According to first mean value theorem for integration, if $G \ : \ [a,b] \to \mathbb{R}$ is a continuous function, there exists $x \in (a,b)$ such that
$$\int_a^b G(t) dt = G(x)(b-a)$$
Assume $G$ is a continuous function defined on $[a,b]$. For $0 < h < \frac{b-a}{2}$
$$\overline{G} \ : \ y \mapsto \int_{y-h}^{y+h} G(t) dt$$ is defined for $y \in [a+h,b-h]$. Applying the first mean value theorem for integration, for all $y \in [a+h,b-h]$, there exists $c_y \in (y-h,y+h)$ with
$$\overline{G}(y)=\int_{y-h}^{y+h} G(t) dt = 2 h G(c_y)$$
Taking for $G$ a constant function, $c_y$ can by any point in $(y-h,y+h)$. Hence we can pick up it in a way for which $y \mapsto c_y$ is not a Lebesgue measureable function.
Question: can one find a continuous function $G$ for which $c_y$ is defined for all $y \in (a+h,b-h)$ as the lower bound of the $z$ such that $\int_{y-h}^{y+h} G(t) dt = 2 h G(z)$ and such that $y \mapsto c_y$ is not Lebesgue measureable?
Best Answer
This is not quite an answer, but I'm going to post it anyway because I think it may lead to a real answer.

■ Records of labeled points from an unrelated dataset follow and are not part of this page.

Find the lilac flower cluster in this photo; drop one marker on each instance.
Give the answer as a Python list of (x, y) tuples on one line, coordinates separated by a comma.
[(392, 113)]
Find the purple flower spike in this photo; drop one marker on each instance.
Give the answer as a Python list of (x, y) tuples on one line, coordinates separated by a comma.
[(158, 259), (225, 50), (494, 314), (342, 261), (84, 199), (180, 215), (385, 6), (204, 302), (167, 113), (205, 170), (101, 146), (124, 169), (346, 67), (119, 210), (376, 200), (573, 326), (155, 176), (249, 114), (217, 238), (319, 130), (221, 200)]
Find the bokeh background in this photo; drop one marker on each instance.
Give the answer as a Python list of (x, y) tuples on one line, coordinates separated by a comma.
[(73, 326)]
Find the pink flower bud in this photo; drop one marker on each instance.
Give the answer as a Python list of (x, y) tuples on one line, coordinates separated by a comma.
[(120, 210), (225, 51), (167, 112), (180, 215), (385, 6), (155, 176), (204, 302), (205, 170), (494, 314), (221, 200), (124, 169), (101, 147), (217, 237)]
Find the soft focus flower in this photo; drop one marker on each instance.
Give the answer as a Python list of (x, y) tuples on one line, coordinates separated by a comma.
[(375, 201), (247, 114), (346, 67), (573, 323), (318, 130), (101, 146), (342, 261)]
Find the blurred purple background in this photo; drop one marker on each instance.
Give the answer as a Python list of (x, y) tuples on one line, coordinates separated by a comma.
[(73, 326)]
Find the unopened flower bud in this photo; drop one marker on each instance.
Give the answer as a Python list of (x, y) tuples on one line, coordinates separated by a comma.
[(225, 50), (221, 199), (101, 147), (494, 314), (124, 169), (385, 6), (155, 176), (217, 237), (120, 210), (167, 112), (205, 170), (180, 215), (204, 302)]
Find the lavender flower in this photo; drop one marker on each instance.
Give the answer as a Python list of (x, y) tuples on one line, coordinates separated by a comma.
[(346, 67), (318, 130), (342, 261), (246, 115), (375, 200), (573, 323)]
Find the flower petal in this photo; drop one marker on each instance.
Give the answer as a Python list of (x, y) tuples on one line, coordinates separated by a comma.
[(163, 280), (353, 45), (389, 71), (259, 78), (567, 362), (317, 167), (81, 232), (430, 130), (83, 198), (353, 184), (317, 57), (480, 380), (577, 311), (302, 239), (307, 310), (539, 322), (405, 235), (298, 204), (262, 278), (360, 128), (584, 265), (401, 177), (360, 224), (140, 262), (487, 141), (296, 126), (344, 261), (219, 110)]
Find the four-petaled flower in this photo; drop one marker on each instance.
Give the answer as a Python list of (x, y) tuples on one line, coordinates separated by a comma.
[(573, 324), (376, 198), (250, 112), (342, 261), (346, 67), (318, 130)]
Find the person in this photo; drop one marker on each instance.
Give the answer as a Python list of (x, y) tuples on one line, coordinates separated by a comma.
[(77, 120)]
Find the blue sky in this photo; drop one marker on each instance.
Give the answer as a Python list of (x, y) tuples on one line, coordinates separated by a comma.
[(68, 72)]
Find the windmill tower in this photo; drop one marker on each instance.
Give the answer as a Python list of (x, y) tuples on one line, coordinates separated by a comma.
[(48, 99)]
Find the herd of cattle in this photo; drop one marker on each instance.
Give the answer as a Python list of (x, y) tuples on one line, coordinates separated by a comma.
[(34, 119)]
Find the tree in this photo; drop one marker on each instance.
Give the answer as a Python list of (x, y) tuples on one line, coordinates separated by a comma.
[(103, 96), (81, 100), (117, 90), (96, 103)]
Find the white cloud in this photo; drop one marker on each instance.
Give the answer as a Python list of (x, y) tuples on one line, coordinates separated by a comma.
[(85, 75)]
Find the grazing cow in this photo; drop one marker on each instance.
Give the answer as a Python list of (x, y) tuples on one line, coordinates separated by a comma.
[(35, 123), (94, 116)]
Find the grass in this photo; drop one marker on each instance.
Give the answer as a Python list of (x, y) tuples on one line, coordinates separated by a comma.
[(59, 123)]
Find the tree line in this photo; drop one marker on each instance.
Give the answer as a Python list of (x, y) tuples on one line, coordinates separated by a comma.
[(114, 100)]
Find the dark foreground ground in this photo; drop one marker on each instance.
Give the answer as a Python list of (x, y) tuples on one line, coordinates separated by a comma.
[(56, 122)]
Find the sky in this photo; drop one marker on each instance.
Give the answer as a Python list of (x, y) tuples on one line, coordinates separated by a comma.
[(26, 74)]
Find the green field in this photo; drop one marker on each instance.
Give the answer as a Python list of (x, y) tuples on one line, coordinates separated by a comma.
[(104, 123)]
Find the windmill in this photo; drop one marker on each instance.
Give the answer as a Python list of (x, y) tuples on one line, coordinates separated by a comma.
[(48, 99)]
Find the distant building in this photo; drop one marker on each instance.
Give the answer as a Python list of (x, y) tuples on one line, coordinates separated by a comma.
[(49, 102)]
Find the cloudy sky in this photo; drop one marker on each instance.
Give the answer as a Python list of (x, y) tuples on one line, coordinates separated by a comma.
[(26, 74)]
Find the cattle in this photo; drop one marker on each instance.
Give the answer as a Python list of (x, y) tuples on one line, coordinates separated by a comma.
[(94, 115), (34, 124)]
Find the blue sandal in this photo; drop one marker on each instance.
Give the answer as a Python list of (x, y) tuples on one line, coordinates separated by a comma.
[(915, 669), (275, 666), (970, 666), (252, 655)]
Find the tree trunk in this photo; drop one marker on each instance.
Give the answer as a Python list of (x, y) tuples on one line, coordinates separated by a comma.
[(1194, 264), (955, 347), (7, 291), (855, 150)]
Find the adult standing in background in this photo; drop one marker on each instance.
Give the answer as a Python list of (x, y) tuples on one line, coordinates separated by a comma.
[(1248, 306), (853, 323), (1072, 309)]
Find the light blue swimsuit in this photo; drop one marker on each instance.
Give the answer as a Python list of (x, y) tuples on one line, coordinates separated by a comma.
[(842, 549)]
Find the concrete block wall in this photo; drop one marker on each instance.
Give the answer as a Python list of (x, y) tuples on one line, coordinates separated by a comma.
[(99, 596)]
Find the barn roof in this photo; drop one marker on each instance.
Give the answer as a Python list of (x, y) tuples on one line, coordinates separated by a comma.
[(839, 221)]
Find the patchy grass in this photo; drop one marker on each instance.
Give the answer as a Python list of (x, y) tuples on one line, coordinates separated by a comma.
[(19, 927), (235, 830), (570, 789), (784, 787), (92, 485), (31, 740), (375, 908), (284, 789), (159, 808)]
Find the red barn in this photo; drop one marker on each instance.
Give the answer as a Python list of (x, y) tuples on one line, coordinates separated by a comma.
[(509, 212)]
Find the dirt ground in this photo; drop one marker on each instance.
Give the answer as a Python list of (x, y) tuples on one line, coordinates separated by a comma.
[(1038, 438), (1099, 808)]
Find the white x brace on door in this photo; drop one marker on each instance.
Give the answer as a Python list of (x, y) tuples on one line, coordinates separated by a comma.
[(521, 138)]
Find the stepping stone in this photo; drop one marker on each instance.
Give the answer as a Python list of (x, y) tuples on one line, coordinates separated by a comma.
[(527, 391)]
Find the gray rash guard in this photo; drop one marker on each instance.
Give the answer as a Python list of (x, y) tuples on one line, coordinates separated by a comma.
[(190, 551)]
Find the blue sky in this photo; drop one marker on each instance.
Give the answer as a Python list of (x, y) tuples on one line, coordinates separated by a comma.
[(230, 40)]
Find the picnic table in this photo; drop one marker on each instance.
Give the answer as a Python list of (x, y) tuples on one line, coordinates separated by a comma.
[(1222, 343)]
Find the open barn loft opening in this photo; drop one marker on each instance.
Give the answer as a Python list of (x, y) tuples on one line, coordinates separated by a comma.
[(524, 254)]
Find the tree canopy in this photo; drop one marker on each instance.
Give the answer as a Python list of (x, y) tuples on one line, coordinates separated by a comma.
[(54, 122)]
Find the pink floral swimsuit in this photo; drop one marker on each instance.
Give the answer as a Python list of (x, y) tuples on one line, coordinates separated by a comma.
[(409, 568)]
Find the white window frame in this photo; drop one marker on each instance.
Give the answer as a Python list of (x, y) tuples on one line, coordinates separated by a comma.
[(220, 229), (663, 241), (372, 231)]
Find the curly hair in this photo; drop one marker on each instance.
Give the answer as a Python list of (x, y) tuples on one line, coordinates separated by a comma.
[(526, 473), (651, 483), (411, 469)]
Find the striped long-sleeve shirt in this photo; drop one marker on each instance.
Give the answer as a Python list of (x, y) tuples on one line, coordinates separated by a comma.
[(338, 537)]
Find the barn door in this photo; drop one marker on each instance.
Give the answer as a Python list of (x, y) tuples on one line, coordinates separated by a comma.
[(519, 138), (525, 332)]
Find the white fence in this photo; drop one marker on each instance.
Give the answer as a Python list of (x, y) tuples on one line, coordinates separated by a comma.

If we modify your question so that instead of $c_y$ we consider $$d_y = d(y) = \inf\left\{z \in [y-h, y+h] : \int_{y-h}^{y+h} G(t)\,dt = 2 h G(z) \right\}$$ (note the closed interval instead of open), then we can show that the function $d$ is lower semicontinuous, and in particular is Lebesgue measurable. Fix a sequence $y_n \to y_0$ and set $d_0 = \liminf_{n \to \infty} d(y_n)$. We have to show $d(y_0) \le d_0$. Passing to a subsequence, we may assume $d_0 = \lim_{n \to \infty} d(y_n)$. Note that $y_n -h \le d(y_n) \le y_n + h$ by definition, so $y_0 - h \le d_0 \le y_0 + h$; in particular $d_0$ is finite.
Now for each $n$, by definition of $d$ there exists $z_n$ such that $d(y_n) \le z_n \le d(y_n) + \frac{1}{n}$ and $$\int_{y_n-h}^{y_n+h} G(t)\,dt = 2 h G(z_n). \tag{*}$$ By the squeezing lemma, $z_n \to d_0$ and so by continuity of $G$ we have $2hG(z_n) \to 2hG(d_0)$. On the other hand, by the dominated convergence theorem we have $$\int_{y_n-h}^{y_n+h} G(t)\,dt \to \int_{y_0-h}^{y_0 + h} G(t)\,dt.$$ (To see this, set $F_n = 1_{[y_n - h, y_n + h]}$ and note that $F_n(t) \to F_0(t)$ for all $t \ne y_0 \pm h$; in particular $F_n \to F_0$ almost everywhere. So $F_n G \to F_0 G$ almost everywhere, and is dominated by $G$ on some bounded interval large enough to contain all $[y_n - h, y_n + h]$.)
So when we pass to the limit in (*), we obtain $$\int_{y_0 - h}^{y_0 + h} G(t)\,dt = 2 h G(d_0).$$ Therefore, $d(y_0) \le d_0$.
If we work with $c(y)$ instead, most of the argument above still works. But the very last line could fail because we might have $c_0 = y_0 - h$ in which case we cannot conclude $c(y_0) \le c_0$. I think there should be a way to fix this, but it's too late at night here to keep thinking about it...